Why Subcontractors Eventually Need Their Own License
Many skilled tradespeople spend years doing excellent work as subcontractors without ever thinking seriously about getting their own California contractor’s license. The work comes in, the checks clear, and the arrangement feels sustainable. But at some point, almost every subcontractor reaches a crossroads where working under someone else’s license starts to limit their income, their options, and their legal standing.
Understanding why that crossroads exists, and what it means, is something worth thinking through before you reach it.
The Legal Reality in California
California has one of the most comprehensive contractor licensing systems in the country, administered by the Contractors State License Board (CSLB). As of January 1, 2025, under Assembly Bill 2622, any project valued at $1,000 or more in combined labor and materials requires a valid CSLB license. That threshold applies to subcontractors just as much as it applies to general contractors. There is no specialty trade exemption and no carve-out for subs working under a licensed prime contractor.
This is one of the most common misconceptions among newer tradespeople. Many assume that working under a licensed general contractor provides them with a kind of legal umbrella. It does not. The CSLB treats every party performing work on a project as individually responsible for proper licensing in the appropriate classification. If you are a subcontractor performing electrical, plumbing, framing, or any other specialty trade work, and your contract value meets that $1,000 threshold, you are legally required to hold a license in that classification yourself.
What Happens When You Work Without One
The consequences of unlicensed contracting in California are not minor. Contractors caught performing work without a license can face misdemeanor charges carrying up to 6 months in jail and fines up to $5,000, in addition to administrative fines ranging from $200 to $15,000. Beginning July 1, 2026, Senate Bill 779 increases the minimum civil penalty for unlicensed activity to $1,500.

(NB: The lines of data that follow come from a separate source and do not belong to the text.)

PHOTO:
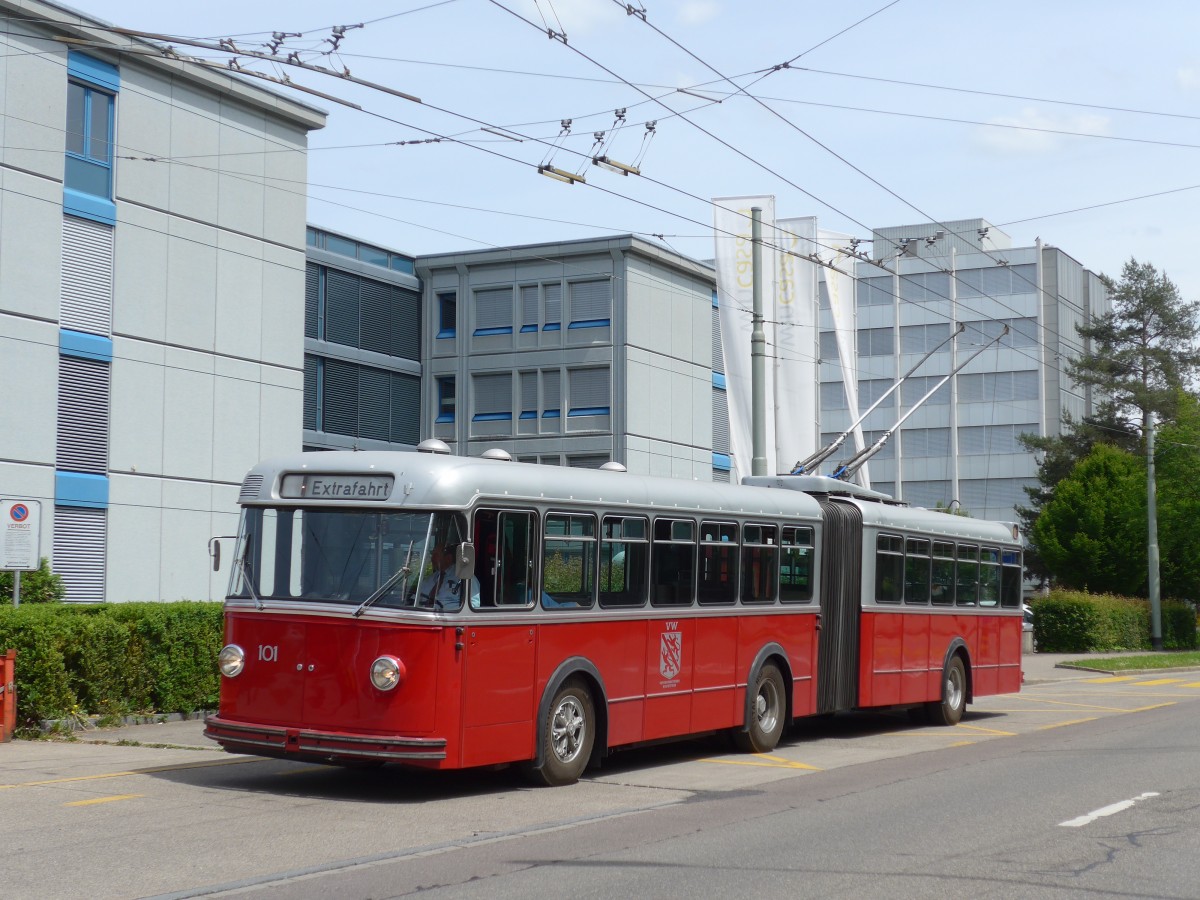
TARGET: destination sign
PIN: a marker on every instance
(315, 486)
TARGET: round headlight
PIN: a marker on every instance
(387, 672)
(232, 660)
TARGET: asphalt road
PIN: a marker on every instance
(863, 805)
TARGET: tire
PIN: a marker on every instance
(567, 737)
(768, 708)
(948, 711)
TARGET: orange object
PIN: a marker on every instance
(7, 695)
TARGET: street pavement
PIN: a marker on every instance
(189, 733)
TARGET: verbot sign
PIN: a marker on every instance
(21, 534)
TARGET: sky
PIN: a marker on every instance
(1075, 121)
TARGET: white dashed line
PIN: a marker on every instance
(1105, 811)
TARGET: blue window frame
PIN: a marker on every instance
(90, 132)
(445, 399)
(448, 313)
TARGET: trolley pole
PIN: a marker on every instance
(1156, 609)
(757, 354)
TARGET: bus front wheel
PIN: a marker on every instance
(948, 711)
(567, 737)
(768, 707)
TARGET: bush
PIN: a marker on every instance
(1077, 622)
(112, 659)
(40, 586)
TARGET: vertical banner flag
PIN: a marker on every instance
(735, 299)
(839, 283)
(796, 352)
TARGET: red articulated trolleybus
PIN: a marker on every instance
(447, 612)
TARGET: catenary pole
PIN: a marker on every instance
(1156, 607)
(757, 353)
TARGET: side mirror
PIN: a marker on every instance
(465, 562)
(215, 550)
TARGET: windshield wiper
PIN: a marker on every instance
(244, 568)
(401, 574)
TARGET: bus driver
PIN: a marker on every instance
(441, 589)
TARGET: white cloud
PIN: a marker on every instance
(1037, 132)
(575, 17)
(697, 12)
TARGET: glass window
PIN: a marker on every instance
(760, 563)
(1011, 580)
(445, 399)
(875, 342)
(89, 136)
(917, 581)
(375, 256)
(989, 576)
(342, 246)
(569, 562)
(888, 569)
(966, 592)
(624, 562)
(796, 565)
(942, 589)
(718, 579)
(448, 313)
(672, 562)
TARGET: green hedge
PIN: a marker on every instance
(112, 659)
(1074, 622)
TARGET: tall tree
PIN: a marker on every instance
(1140, 358)
(1144, 352)
(1092, 532)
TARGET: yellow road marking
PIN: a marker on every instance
(769, 762)
(987, 731)
(103, 799)
(148, 771)
(1073, 721)
(1078, 706)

Beyond the legal exposure, there is the problem of the general contractor above you. Prime contractors are held accountable for verifying the license status of every subcontractor on their projects. A GC who discovers that a sub is unlicensed faces their own compliance problems. What this means practically is that experienced, reputable general contractors will not work with unlicensed subcontractors. As your reputation grows and the quality of projects you pursue increases, unlicensed status becomes a barrier rather than a minor administrative issue.
The Limits of Someone Else’s License
Some subcontractors try to resolve this by finding a licensed contractor willing to “lend” their license or act as a pass-through. This arrangement, sometimes called license borrowing, is a violation of California law. A license belongs to the individual or entity that earned it, and the qualifying individual on that license is personally responsible for supervising the work performed under it. If someone is simply renting their license number to another operator, they are exposing themselves to disciplinary action, and so is the unlicensed party using it.
The only legitimate path forward is to obtain your own license. The CSLB issues licenses in 44 classifications, and each classification corresponds to a specific scope of work. Holding the right license for your trade means you can legally bid, contract, and perform work in that trade without relying on anyone else’s credentials.
Growth Requires Independence
There is also a business reality that goes beyond legal compliance. Subcontractors who hold their own license can contract directly with property owners, commercial clients, and public agencies. They can build their own relationships, price their own jobs, and grow a company with their name on it. Those who remain unlicensed are permanently positioned as a service provider to someone else’s business, with no direct path to the client and no ability to expand without another party’s involvement.
The experience you accumulate as a subcontractor is exactly what the CSLB is looking for. California requires 4 years of journey-level experience in your trade to qualify for a license, and that experience can be earned working under a licensed contractor. In many cases, subcontractors who have been in the field for several years already meet the experience requirement and are closer to licensing than they realize.
The Right Time to Think About This
The answer is not to rush out and file paperwork the moment you finish your first job as a subcontractor. The answer is to treat your time working for others as deliberate preparation. Pay attention to how projects are run, how bids are structured, and how licensed contractors handle the business side of operations. The CSLB’s licensing exam covers both trade knowledge and business and law principles, and both require genuine preparation.
When you feel the ceiling that unlicensed status creates, whether in the clients you can reach, the projects you can bid, or the income you can generate, that is the signal that you are ready to move forward. The license is not just a legal requirement. It is the credential that turns skilled work into a business you actually own.